They will signpost people to services such as community support groups in a bid to boost health and wellbeing, as part of the NHS long-term plan.
It is hoped that by 2023-24, the social prescribing link workers will handle around 900,000 patient appointments a year.
GPs have welcomed the plans which Health Secretary Matt Hancock said will result in a new “army of workers”.
Around half of GP appointments are not directly related to medical conditions, NHS England said.
It said activities including history groups, and art or dance classes could help improve some people’s wellbeing more than prescribing pills and other medical treatments.
People who could benefit from meeting link workers include those with long-term conditions, those who need support to help with alcohol and smoking issues, or with their mental health, and those with complex social needs, NHS England said.
Professor Helen Stokes-Lampard, chairwoman of the Royal College of General Practitioners, said: “Often the underlying reason a patient visits their GP is not medical, yet it can have a considerable impact on their health and wellbeing.

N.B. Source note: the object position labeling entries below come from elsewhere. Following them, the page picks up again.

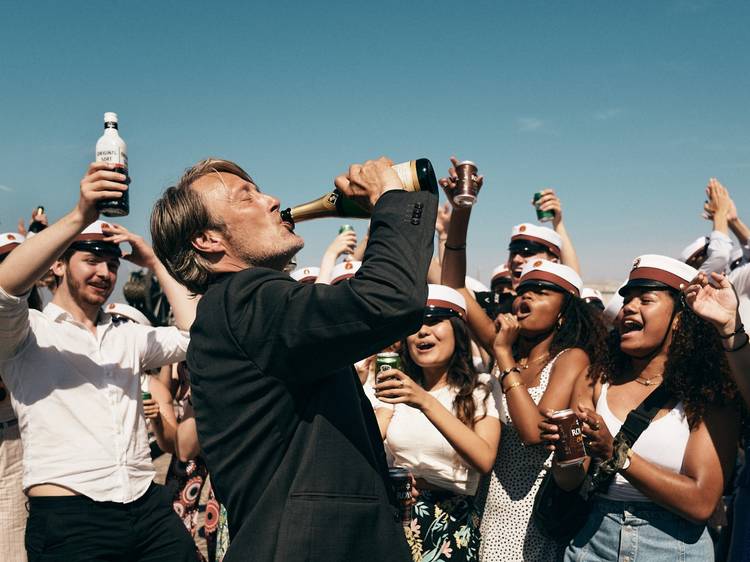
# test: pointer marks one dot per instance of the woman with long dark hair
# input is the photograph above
(659, 490)
(439, 420)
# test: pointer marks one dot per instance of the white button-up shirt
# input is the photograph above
(78, 399)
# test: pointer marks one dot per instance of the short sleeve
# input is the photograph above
(164, 346)
(492, 406)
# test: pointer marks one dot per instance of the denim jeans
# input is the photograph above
(638, 532)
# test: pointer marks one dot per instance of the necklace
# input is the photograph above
(525, 363)
(647, 382)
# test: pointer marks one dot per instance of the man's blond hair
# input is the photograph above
(180, 215)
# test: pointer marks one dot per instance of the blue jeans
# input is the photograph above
(638, 532)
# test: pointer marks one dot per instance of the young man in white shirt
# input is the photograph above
(73, 376)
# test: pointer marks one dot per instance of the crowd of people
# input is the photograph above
(266, 387)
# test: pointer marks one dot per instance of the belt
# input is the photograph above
(9, 423)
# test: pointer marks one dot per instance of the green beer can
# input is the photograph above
(386, 361)
(542, 216)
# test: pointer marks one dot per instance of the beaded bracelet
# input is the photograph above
(512, 386)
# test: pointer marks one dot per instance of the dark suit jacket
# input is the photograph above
(291, 442)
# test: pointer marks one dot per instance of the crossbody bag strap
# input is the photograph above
(636, 423)
(640, 418)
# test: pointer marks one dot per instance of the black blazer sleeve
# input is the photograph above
(294, 330)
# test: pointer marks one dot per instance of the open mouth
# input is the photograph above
(629, 326)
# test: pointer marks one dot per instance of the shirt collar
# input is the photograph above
(58, 314)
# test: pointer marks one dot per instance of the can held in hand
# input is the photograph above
(466, 186)
(570, 449)
(401, 483)
(542, 216)
(386, 361)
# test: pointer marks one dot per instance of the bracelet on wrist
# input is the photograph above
(739, 330)
(512, 386)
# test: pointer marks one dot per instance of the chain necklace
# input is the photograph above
(647, 382)
(525, 364)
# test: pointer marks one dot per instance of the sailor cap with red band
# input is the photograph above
(305, 274)
(444, 302)
(550, 274)
(92, 239)
(694, 248)
(121, 310)
(659, 272)
(344, 270)
(534, 238)
(501, 276)
(9, 241)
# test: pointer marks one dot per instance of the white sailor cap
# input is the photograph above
(444, 302)
(501, 276)
(475, 285)
(92, 239)
(126, 311)
(659, 272)
(694, 248)
(9, 241)
(344, 270)
(550, 274)
(592, 295)
(305, 274)
(536, 238)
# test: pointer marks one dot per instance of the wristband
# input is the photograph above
(739, 330)
(512, 386)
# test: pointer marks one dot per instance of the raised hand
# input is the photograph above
(142, 254)
(508, 329)
(395, 387)
(549, 201)
(449, 184)
(715, 301)
(367, 182)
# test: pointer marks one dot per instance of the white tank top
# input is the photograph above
(663, 443)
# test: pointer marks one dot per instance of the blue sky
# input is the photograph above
(625, 108)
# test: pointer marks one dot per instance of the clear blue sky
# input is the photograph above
(625, 108)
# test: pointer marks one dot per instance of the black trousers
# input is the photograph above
(78, 529)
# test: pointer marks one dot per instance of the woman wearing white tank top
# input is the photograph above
(665, 488)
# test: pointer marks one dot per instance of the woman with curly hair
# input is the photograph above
(439, 420)
(663, 489)
(541, 349)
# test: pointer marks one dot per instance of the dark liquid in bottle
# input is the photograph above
(117, 207)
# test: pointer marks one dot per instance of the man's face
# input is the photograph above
(516, 261)
(89, 278)
(254, 233)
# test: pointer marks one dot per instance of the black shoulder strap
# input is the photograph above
(640, 418)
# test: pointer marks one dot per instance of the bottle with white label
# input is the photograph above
(111, 148)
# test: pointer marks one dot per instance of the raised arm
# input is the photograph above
(551, 202)
(282, 324)
(716, 302)
(31, 260)
(453, 272)
(182, 302)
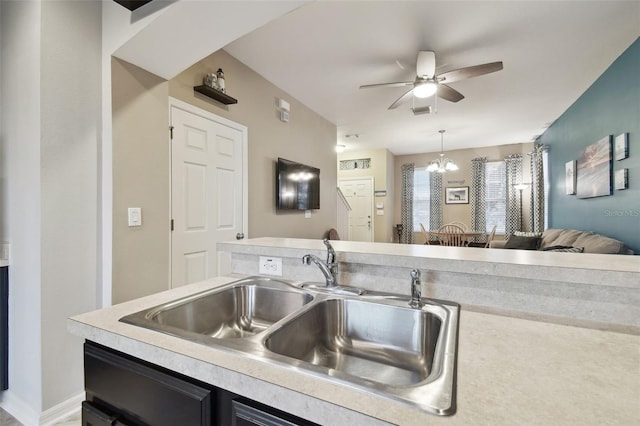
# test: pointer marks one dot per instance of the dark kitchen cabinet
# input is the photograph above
(123, 390)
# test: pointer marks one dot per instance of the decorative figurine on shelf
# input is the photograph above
(220, 76)
(210, 80)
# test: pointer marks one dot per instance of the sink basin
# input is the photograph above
(242, 310)
(374, 343)
(390, 345)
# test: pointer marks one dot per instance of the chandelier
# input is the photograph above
(442, 164)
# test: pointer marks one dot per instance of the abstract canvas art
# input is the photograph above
(570, 177)
(594, 170)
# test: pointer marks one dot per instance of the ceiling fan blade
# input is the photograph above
(447, 93)
(397, 84)
(426, 64)
(468, 72)
(401, 99)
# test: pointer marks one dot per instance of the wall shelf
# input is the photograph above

“Ensuring that GPs and our teams have good, easy access to people who can link patients with classes or groups in the community and other non-NHS services, that could potentially be of far more benefit than any medicine, is something the College has long called-for, so the focus on this is incredibly welcome.”
The plan aims to have 1,000 link workers in primary care networks by April 2021.
Within five years it is estimated 2.5 million more people will benefit from social prescribing, a personal health budget, and new support for managing their own health in partnership with patients’ groups and the voluntary sector, NHS England said.
Mr Hancock said: “As part of the NHS Long Term Plan, social prescribing will become an indispensable tool for GPs, who will be supported by a new army of workers.
“This is prevention in action and will help to combat some of the scourges of modern life, from loneliness to mental health, or over-medicalisation.”
Each primary care network across England will have access to a link worker as part of the plan and NHS England has agreed to fund their salaries.